Each time he believes he has addressed one problem, such as getting a good start, or being able to push in the first laps of the race, a new one pops up. Viñales has to find a way to be strong from start to finish at Mugello, and like Rossi, the Yamaha could carry him to an excellent result.

Next Level?

But the eyes of the world will not just be on the factory team in the Monster Energy Yamaha garage, there will be much attention paid to the Petronas Yamaha SRT team too. Franco Morbidelli has been solid so far, and will hope to go well at his home race.

But Fabio Quartararo has been spectacular in 2019, becoming the youngest ever polesitter at Jerez, then losing a podium due to a mechanical issue, and following it up by topping practice sessions at Le Mans, and coming through the field very strongly in the race.

This could be a race where Quartararo finally gets onto the podium, but he faces an even bigger challenge than the other Yamaha riders.

All of them are faced with a top speed disadvantage, but Quartararo’s bike also has 500 RPM fewer than the factory-spec bikes, making it hard for him to challenge the blazing speed of the Ducatis.

Suzuki’s Secret Stronghold

If there is a dark horse at Mugello, it is surely the Suzukis of Alex Rins and Joan Mir. In 2018, before an engine upgrade brought them much-needed horsepower, both Suzukis crossed the line in fourth and fifth place, just a second behind the battle for second place between Andrea Dovizioso and Valentino Rossi. This year, the bike has more power, more acceleration, and is as agile and sweet-handling as ever.

And Alex Rins really needs a good result. A disastrous qualifying at Le Mans saw him start from nineteenth on the grid, before slicing his way forward to finish tenth.

But that proved costly in the championship, Rins dropping from second to third, and going from being just one point behind the leader to being 20 points behind.
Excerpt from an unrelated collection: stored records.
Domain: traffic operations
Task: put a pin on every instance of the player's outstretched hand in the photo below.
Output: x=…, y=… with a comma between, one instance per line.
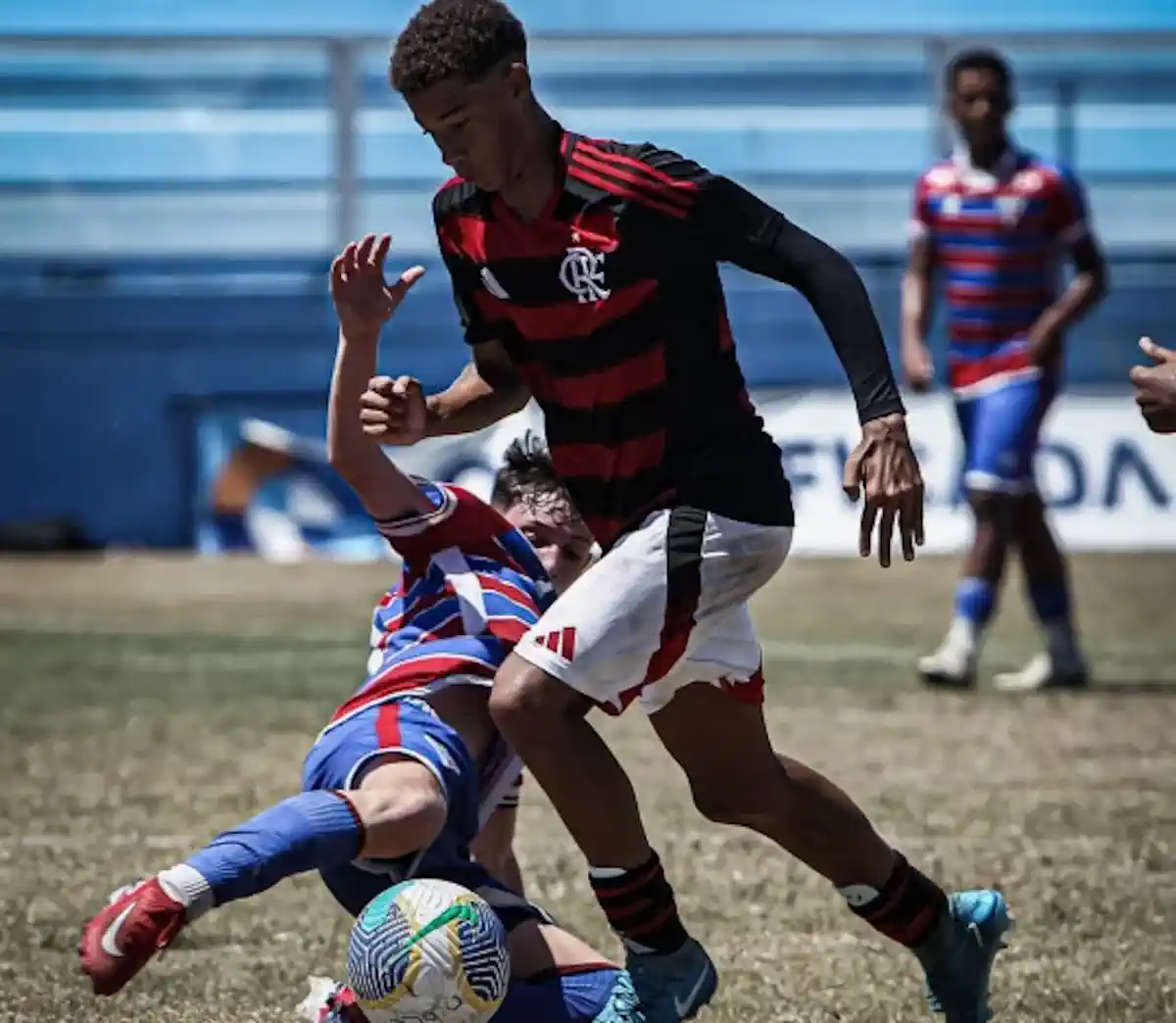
x=883, y=464
x=364, y=299
x=1155, y=387
x=393, y=412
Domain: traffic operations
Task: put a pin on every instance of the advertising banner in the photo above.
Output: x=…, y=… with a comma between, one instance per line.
x=1109, y=482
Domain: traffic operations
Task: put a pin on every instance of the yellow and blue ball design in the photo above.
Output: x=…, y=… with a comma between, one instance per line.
x=428, y=950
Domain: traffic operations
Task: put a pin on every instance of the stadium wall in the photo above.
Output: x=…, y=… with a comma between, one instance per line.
x=1109, y=482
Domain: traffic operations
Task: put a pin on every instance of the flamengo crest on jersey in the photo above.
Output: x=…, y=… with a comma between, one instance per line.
x=999, y=239
x=470, y=587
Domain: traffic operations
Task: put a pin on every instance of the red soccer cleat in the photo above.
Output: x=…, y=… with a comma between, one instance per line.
x=341, y=1008
x=121, y=941
x=329, y=1002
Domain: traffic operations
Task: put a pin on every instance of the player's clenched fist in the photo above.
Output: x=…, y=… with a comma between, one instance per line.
x=364, y=299
x=393, y=411
x=1155, y=387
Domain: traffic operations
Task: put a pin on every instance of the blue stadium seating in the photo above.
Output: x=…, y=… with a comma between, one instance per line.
x=166, y=217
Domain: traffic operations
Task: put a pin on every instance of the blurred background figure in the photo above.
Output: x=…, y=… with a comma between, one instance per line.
x=994, y=221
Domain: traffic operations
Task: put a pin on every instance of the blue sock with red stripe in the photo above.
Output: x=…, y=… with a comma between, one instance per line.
x=303, y=833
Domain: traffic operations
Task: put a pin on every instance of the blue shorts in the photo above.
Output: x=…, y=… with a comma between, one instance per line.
x=411, y=728
x=1001, y=429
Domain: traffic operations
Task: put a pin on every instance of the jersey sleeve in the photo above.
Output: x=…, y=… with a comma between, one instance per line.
x=1068, y=213
x=470, y=293
x=464, y=521
x=416, y=538
x=728, y=223
x=920, y=223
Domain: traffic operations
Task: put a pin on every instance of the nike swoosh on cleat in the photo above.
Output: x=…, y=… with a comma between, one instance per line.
x=683, y=1005
x=111, y=934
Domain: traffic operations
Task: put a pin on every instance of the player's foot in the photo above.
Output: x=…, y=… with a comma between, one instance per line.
x=953, y=665
x=623, y=1004
x=1047, y=670
x=957, y=959
x=329, y=1002
x=673, y=987
x=122, y=940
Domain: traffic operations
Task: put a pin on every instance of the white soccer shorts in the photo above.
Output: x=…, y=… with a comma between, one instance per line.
x=668, y=606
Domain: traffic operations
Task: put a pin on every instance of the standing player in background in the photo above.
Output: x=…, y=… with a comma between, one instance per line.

If Rins is to make up ground, he needs to finish ahead of Márquez, and score a lot of points.

The outcome of that will be decided, partially at least, on Saturday afternoon. If Rins can overcome the streak of poor qualifying he has had in recent weeks – partly his own fault, partly a more general issue with the Suzuki, then he could be the one to take the fight to the Ducatis.

A Spaniard on a Suzuki beating an Italian on a Ducati at Mugello? That would really put the cat among the pigeons.

Simplifying matters for everyone at Mugello is the fact that the weather should be stable all weekend. The rain which disrupted practice at Le Mans, and ruined the chances of some during qualifying, is set to stay away.

Though it has been the coldest May in Tuscany in a hundred years, the sun is set to warm the circuit for the weekend, getting warmer as the weekend goes on. MotoGP will be hotting up at Mugello, in every sense of the word.